En la historia de la música vallenata hay muchas páginas escritas y aún por escribir sobre la mujer que en 1968 se atrevió a fundar el conjunto femenino dedicado a cultivar este género que parecía exclusivo para hombres. Se trata de la samaria Rita Fernández Padilla, creadora del grupo “las Universitarias” en el que tocaba el acordeón piano y contribuía con sus hermosas composiciones.
La “hija adoptiva de Valledupar”, ciudad en la que reside y en la que se le valora como ser humano y como artista, será homenajeada este año en el Festival Cuna de Acordeones en Villanueva Guajira en compañía de su primo hermano, Ismael Fernández Gámez, actual gerente del Canal Telecaribe.
En la rica discografía de esta juglaresa aparecen recordadas canciones como “Sombra perdida, “Las hojas y el viento”, “Sanandresana”, “Tierra blanda”, “Las dudas del amor”, “No digas que no te quiero”, “Canto al amanecer”, entre otras. También es la autora del himno de Valledupar, seleccionado en un concurso donde fueron jurados Consuelo Araujo, Noguera, Simón Martínez y Simón Rosenzwel.

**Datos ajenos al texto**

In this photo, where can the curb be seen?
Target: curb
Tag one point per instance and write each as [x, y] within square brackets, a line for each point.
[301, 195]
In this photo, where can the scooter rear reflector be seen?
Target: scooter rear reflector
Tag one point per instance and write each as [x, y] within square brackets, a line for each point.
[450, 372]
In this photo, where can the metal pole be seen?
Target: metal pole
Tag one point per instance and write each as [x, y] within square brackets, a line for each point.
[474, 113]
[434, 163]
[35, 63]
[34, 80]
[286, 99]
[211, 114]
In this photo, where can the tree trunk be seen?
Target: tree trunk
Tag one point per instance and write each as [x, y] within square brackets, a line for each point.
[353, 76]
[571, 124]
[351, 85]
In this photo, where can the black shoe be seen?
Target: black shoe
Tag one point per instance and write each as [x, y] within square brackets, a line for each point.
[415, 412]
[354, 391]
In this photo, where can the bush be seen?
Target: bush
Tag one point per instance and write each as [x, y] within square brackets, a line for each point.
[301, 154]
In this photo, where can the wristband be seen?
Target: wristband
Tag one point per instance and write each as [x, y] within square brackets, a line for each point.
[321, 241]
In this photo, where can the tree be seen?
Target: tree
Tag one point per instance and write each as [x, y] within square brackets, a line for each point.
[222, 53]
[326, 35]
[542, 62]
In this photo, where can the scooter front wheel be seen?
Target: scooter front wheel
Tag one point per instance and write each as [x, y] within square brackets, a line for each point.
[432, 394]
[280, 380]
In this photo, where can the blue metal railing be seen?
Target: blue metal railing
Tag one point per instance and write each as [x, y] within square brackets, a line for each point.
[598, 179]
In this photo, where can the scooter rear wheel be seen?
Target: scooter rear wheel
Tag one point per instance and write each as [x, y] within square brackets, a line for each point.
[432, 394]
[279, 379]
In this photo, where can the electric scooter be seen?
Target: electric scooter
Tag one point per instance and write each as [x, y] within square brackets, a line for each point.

Sin duda alguna la canción más emblemática de su autoría es “Sombra Perdida” que interpretaron magistralmente Rafael Orozco e Israel Moreno con el famoso “Binomio de Oro”. Como en toda composición de la lírica vallenata hay una historia, pero ella prefiere omitir cual fue el motivo de su inspiración.
A sus años conserva la lucidez, motivación y amor por la música vallenata. Verla tocar su guitarra y el acordeón piano es una verdadera delicia.
Hace dos días en nuestras mañanas informativas de la estación 870 am de Barranquilla, tuvimos la fortuna de conversar con ella durante más de media hora, tiempo durante el cual contó anécdotas, cantó a capela y nos reveló que muy pronto saldrá una nueva producción en la compañía Codiscos con diez de canciones de su autoría.
Hubo tiempo para hablar del actual momento de las mujeres en la industria musical vallenata y solo se limitó a decir lo siguiente: “ antes las mujeres actuaban con decoro”.
En esta sección “Cuadro de Honor”, queremos rendir tributo a la gran compositora e intérprete que abrió el camino al vallenato femenino. Escuchar sus canciones es un bálsamo para el alma.